Précision : les créanciers concernés par cette séparation des patrimoines sont uniquement ceux dont la créance est née après le dépôt de la déclaration d’affectation.
Une déclaration d’affectation sans mention des biens affectés
Mais attention, la déclaration d’affectation doit obligatoirement mentionner les biens qui sont affectés à l’activité professionnelle, tant en nature qu’en qualité, quantité et valeur. Une déclaration d’affectation qui ne comporterait aucune précision concernant les biens affectés ne serait pas valable. Et en agissant ainsi, l’entrepreneur commettrait un manquement grave qui justifierait la réunion de ses patrimoines privé et professionnel. Il redeviendrait donc, comme tout entrepreneur individuel classique, responsable sur la totalité de ses biens.

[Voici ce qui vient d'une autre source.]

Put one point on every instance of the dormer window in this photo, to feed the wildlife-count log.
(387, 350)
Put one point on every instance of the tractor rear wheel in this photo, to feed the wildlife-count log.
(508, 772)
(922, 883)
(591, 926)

C’est ce que la Cour de cassation a décidé dans une affaire où un entrepreneur souhaitant exercer une activité de vente ambulante de boissons avait déposé une déclaration d’affectation. Cette déclaration ne mentionnait aucun bien car l’intéressé n’avait pas encore acheté sa camionnette. Le greffier l’avait néanmoins enregistrée. L’entrepreneur avait ensuite acheté une camionnette, mais n’avait pas pour autant complété la déclaration d’affectation. Quelques années plus tard, lorsque l’entrepreneur avait été placé en liquidation judiciaire, le liquidateur avait demandé que les deux patrimoines de celui-ci soient réunis, invoquant l’absence, dans cette déclaration, de toute mention des éléments affectés par l’entrepreneur à cette activité. Il espérait ainsi pouvoir vendre les biens personnels de l’entrepreneur pour régler les créanciers professionnels. Les juges lui ont donc donné gain de cause.